Nine Entertainment Co. debt holders won court approval for a restructuring vote that would result in the failure of a A$5.75 billion ($6 billion) leveraged buyout by the broacaster’s owner CVC Capital Partners Ltd.
CVC gets A$4.5 million and a 0.75 percent stake in the restructured company under the plan. The buyout firm bought the Australian television network starting in 2006 from billionaire James Packer’s Publishing & Broadcasting Ltd.
Federal Court Justice Peter Jacobson in Sydney today rejected opposition to the plan from lenders who sought to prevent a meeting of Nine’s creditors to approve the deal. The debt holders, which include BNP Paribas SA, objected to being forced to accept equity in the company and giving control to two U.S. funds that hold 45 percent of the senior debt.
The proposed plan is the “only opportunity to the company to repay the senior debt,” Jacobson said in delivering his ruling. Otherwise it would be “highly likely” the company would be placed in receivership, he said.
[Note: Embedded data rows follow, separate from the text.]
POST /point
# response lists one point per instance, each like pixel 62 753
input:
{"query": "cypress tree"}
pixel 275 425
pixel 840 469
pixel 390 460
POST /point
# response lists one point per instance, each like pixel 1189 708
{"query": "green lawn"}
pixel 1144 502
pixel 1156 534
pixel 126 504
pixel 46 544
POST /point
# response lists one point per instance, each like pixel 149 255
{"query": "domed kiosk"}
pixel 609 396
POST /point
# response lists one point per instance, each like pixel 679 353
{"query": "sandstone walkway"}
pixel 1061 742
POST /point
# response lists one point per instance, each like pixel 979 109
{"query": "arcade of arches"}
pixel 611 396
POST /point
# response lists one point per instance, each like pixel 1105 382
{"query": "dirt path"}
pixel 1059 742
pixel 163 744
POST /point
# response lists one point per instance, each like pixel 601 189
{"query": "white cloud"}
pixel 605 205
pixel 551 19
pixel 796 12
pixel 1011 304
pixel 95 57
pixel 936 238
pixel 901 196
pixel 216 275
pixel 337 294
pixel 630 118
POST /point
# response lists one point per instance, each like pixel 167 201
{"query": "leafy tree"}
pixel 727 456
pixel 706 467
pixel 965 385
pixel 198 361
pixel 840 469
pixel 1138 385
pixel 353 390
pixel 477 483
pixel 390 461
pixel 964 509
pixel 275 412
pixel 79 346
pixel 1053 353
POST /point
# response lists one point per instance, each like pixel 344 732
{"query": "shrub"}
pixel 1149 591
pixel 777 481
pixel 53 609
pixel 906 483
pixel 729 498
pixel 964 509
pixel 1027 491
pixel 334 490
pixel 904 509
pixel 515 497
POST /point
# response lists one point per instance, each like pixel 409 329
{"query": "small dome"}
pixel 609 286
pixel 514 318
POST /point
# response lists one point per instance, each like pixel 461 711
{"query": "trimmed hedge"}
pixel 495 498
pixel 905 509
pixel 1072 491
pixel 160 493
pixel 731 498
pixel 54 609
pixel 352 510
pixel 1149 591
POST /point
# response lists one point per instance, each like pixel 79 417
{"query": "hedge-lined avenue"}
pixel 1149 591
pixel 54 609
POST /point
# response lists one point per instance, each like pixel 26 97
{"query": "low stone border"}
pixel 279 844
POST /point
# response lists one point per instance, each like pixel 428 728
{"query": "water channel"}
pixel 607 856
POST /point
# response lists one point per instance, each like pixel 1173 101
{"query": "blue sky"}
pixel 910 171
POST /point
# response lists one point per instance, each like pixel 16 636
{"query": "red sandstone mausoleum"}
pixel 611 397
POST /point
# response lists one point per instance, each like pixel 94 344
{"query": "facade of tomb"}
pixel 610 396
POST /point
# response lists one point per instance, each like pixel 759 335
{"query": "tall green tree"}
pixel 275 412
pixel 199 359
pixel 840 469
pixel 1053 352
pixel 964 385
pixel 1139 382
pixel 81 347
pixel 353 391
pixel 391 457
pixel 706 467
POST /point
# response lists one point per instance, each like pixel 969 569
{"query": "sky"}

Nine has A$2.2 billion of senior debt, according to court filings, which is due to mature Feb. 7. Apollo Global Management LLC (APO:US) and Oaktree Capital Group LLC (OAK:US), the U.S. funds, hold A$893 million of the debt. Under the reorganization plan, they will be able to appoint the majority of Nine’s board in the first year.
Opponents to the plan can consult with other senior lenders to see if a compromise can be reached on the board appointments, Jacobson said. The plan must still go before the judge for final approval, when he’ll have to determine whether it’s fair to all creditors. That hearing is currently scheduled for Jan. 29.
Other lenders who sought to block the meeting include Rabobank International, Credit Agricole SA (ACA), CIC, National Australia Bank Ltd., Portigon AG, Royal Bank of Scotland Group Plc and, as a trustee, GE Capital Finance Pty.
Portigon holds senior debt of A$63 million. GE Capital has senior debt of A$25 million and CIC holds A$19 million, according to court filings.
Requiring unanimous consent from debt holders would make debt-for-equity swaps almost impossible and would “emasculate” the law governing such arrangements, Jacobson said in rejecting the opposition.
Nine owns Australia’s second-most watched television channel as well as the country’s largest indoor music venue and Ticketek, an event ticketing company. Its most popular television programs include the Australian version of Big Brother, British motoring show Top Gear, and CBS Corp. (CBS:US)’s crime drama the Mentalist.
Set up by James Packer’s grandfather Frank Packer in 1956 as Australia’s first television station, Nine’s maiden broadcast was presented by Bruce Gyngell, father of the current chief executive.
This isn’t the first time an investor has lost money on Nine. James Packer’s father Kerry sold the network to Australian investor Alan Bond in 1987 for A$1 billion, buying it back for A$250 million when Bond went bankrupt less than three years later.
“You only get one Alan Bond in your lifetime,” Kerry Packer remarked, according to Paul Barry’s 1993 biography, “The Rise and Rise of Kerry Packer.”
The case is In the Matter of Nine Entertainment Group. NSD2079/2012. Federal Court of Australia (Sydney).